I was in an indefinite and unstable mood, like a man who is neither healthy nor ill, and who is disturbed more if the symptoms of his illness come and go than if they continue uninterrupted.

I was drawn out of that painful condition by hatred. It revived and steadied me, flaring up one day, in one moment. I say that it flared up, because until then it had been smoldering like a banked fire, its flames darting about, fiercely powerful, searing my heart with their heat. It must have been inside me for a long time. I had been carrying it like a spark, like a viper, like a tumor that had only then begun to spread. And I did not know how it had remained hidden until that moment, or why it had rested and kept silent, not even why it appeared in circumstances that were not any more favorable than they had been earlier. It had ripened in the silence, like every other emotion, and it was born strong and powerful, nurtured by the long wait.

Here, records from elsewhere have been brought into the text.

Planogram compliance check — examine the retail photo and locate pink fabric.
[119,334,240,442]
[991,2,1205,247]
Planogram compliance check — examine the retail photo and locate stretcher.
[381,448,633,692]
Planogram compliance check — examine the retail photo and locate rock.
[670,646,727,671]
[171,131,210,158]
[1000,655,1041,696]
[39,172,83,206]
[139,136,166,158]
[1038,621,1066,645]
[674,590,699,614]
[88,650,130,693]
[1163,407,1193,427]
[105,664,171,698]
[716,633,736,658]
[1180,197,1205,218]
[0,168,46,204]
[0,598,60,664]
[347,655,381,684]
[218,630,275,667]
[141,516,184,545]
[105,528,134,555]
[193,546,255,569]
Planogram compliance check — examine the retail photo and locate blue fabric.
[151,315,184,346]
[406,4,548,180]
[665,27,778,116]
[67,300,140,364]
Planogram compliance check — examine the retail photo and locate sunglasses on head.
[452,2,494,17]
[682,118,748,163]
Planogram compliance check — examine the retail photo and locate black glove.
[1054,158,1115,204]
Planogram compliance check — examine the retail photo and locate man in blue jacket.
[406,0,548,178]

Surprisingly, it was nice to think how it had appeared so unexpectedly, but I had also felt it within myself earlier, and pretended not to recognize it. I was afraid that it would grow stronger, but now I had grown stronger through it, holding it in front of me like a shield, like a weapon, like a torch, intoxicated with it, as with love. I thought I knew what it was, but everything that I had until then thought was hatred was only its empty shadow. This feeling, with which I had been overcome, lived within me like a dark and terrible power.

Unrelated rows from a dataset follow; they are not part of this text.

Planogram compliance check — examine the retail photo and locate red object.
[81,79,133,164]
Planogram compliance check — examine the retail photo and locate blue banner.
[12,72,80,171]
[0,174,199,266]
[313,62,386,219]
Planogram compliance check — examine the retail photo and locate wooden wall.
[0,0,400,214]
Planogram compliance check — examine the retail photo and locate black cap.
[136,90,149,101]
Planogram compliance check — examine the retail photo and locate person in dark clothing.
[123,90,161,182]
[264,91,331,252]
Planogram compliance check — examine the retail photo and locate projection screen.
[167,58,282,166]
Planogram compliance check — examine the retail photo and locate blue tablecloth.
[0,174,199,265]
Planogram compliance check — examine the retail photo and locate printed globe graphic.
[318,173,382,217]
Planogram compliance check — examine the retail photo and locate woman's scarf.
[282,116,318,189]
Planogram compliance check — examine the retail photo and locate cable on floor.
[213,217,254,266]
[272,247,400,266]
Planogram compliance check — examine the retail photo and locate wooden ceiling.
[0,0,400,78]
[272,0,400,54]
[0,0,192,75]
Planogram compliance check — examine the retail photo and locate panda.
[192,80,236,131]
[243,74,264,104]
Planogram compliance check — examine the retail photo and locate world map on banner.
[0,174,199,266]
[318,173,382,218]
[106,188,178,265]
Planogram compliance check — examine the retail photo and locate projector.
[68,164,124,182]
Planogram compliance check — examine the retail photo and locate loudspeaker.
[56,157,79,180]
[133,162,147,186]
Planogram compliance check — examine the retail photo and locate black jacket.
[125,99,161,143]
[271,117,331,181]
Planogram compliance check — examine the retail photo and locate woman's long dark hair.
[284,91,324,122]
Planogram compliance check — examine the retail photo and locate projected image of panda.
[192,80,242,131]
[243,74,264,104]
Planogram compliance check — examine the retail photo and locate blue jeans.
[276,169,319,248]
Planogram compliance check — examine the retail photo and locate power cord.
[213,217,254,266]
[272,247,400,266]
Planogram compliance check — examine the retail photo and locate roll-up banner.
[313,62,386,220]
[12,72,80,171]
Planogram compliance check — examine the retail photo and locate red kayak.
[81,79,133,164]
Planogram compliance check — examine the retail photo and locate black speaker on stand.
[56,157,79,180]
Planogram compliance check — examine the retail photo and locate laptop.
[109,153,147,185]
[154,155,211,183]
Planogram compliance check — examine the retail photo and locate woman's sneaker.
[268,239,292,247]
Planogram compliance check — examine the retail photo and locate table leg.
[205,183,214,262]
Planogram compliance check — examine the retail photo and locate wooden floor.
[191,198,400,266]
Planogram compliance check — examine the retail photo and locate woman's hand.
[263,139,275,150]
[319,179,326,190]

I will tell, slowly, without haste, how that happened. It really happened like an earthquake.

12

      
Do not think them dead who are killed on the path of God.
1

HASSAN AND I WENT TO THE GOLDSMITH
HADJI*
-SINANUDDIN Yusuf. He dragged me along everywhere he went; even then I knew that we were friends and that I liked to be with him. This was no longer a need for protection, but rather a need for human intimacy, without any other benefit.

In the Kuyunjiluk
2
we ran into Ali-hodja, who was in old, torn clothes, and worn-out slippers, with an unsightly felt skullcap on his head. I did not like to meet him; he was usually unpleasant. He hid behind feigned insanity so that he could say what he thought. And he did so rudely.

“Do you agree to a conversation that won’t benefit you?” he asked Hassan, without looking at me.

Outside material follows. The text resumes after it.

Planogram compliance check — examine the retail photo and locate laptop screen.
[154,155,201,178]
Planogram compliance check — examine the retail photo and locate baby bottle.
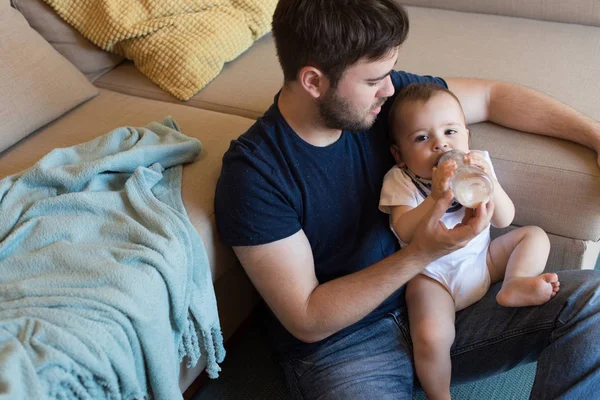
[438,150,494,208]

“Yes. What are we going to talk about?”

“Not about anything.”

“That means about people.”

“You know everything. Because nothing matters to you. This morning I asked for your sister’s hand.”

“Whom did you ask for her hand?”

“Her father, the kadi.”

“The kadi isn’t her father.”

“Then he’s her aunt.”

“Fine. What did you say to her aunt?”

“I said: Give her to me for a wife; it’s a pity for her youth and beauty to go to waste for no reason. She’ll never get married if she stays with you like this. And I’ll take a dowry along with her; it all belongs to somebody else anyway. I’ll take upon myself at least a thousand years of your hellfire, so you’ll have it easier. Leave me alone, he said, go your own way. I’m going my own way, I said, why don’t you let her do the same? Do you really hate her so much? I thought that of all the world you at least did not hate her. And you, where are you going?”

“To Hadji-Sinanuddin Yusuf, the goldsmith.”